(Trends Wide Spanish) — Former US President Jimmy Carter won the 2002 Nobel Peace Prize for his work seeking peaceful solutions to conflicts and promoting human rights, an award that was also seen as critical at the time. to then-President George W. Bush’s campaign to intervene in Iraq.
The Nobel committee then highlighted Carter’s decades of “untiring effort” to “find peaceful solutions to international conflicts, advance democracy and human rights, and promote economic and social development.”
By then Carter, who served as president from 1977 to 1981, had been repeatedly nominated for the award. He came close to winning it in 1979, when he brought together then-Israeli Prime Minister Menachem Begin and Egyptian President Anwar Sadat to sign the Camp David peace accord that ended 31 years of war between the two.
Carter won the Nobel Peace Prize in 2002 among 156 candidates (117 individuals and 39 groups) who were competing for the award in that edition.
Carter’s work after leaving the White House
Behind the recognition was the work of the Carter Center, which he founded after leaving the White House in 1981, after losing re-election to Ronald Reagan.
“When I left the White House I was a fairly young man and I realized that I had maybe 25 more years of active life left,” Carter explained at the time, “so we took advantage of the influence that I had as the former president of the largest nation in the world. world and we decided to fill gaps”.
Carter spent the decades after leaving the White House traveling around the world to oversee elections, promote human rights, and provide health care and food to countries in need.
The Carter Center, in fact, has observed a total of 113 elections in 39 countries since 1989. Another of its main achievements is the near eradication of Guinea worm disease, which went from more than three million cases in 1986 to 14 cases in 2021.
The invasion of Iraq, backdrop of the Nobel to Carter
The award announcement came just hours after a milestone that would mark recent American history: the green light from Congress for then-President George W. Bush to use military force against Iraq.
When asked if the choice of the former president was a criticism of Bush, Gunnar Berge, head of the Nobel committee, said at the time: “With the position that Carter has taken on this, it can and should also be seen as a criticism of the line that the current US administration has taken with regard to Iraq”.

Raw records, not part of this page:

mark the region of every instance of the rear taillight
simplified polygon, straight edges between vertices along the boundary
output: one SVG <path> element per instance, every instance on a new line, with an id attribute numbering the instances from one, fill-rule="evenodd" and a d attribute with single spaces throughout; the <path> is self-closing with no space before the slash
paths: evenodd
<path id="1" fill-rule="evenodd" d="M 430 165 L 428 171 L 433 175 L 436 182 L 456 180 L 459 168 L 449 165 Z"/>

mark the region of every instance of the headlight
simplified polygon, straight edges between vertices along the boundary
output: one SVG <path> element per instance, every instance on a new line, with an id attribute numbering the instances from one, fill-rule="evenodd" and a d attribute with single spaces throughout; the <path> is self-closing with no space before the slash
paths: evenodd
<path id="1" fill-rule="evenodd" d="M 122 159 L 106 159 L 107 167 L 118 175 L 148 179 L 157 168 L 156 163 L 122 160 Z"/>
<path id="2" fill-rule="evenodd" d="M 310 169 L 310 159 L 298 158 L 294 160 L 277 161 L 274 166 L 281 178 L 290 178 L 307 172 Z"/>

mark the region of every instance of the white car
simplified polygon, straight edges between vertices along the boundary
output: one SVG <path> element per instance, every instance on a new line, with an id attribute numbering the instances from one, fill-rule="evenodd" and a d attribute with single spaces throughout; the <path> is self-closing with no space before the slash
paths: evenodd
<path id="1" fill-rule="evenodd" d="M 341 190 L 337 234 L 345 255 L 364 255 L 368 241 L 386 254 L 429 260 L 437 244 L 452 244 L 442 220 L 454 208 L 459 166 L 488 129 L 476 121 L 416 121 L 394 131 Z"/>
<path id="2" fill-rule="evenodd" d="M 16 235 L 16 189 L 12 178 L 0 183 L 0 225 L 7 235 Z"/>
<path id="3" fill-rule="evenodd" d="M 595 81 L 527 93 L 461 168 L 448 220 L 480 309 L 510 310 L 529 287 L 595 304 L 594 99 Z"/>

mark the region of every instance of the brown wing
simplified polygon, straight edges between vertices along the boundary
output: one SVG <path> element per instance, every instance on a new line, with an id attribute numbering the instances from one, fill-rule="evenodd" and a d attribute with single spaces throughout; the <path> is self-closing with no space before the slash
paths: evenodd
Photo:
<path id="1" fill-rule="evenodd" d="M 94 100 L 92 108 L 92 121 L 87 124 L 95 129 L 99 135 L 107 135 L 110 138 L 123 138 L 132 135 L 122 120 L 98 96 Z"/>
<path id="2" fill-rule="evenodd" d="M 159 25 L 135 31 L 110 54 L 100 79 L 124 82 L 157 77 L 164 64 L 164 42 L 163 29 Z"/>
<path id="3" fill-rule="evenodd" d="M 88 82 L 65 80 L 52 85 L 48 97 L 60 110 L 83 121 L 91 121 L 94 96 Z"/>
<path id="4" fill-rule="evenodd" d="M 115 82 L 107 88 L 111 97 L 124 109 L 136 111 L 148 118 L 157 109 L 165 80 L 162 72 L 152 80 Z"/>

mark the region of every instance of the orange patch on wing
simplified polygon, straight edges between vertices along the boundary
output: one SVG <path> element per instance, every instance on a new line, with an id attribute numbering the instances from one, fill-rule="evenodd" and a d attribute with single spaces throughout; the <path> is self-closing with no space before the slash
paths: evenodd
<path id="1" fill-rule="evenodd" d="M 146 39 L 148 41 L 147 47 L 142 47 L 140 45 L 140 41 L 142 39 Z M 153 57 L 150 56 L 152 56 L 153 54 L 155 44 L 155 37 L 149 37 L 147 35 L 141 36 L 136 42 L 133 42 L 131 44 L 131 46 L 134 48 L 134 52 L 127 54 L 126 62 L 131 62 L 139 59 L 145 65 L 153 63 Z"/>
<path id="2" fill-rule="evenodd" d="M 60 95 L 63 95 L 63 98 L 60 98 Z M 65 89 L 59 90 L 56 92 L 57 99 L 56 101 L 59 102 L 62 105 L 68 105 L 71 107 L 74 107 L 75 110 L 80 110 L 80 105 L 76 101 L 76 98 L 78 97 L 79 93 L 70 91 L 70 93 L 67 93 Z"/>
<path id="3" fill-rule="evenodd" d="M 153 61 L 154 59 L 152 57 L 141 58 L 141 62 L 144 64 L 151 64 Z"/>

However, other members of the Nobel committee distanced themselves from Berge’s criticism of Bush. They claimed at the time that the director was expressing a personal opinion and that those criticisms were not part of the discussions that resulted in Carter’s casting.
What is certain is that in its description of Carter’s work for peace, the committee said in 2002: “In a situation currently marked by the threats of use of power, Carter has stood firm in the principles that conflicts must be resolved , to the extent possible, through mediation and international cooperation based on international law, respect for human rights and economic development”.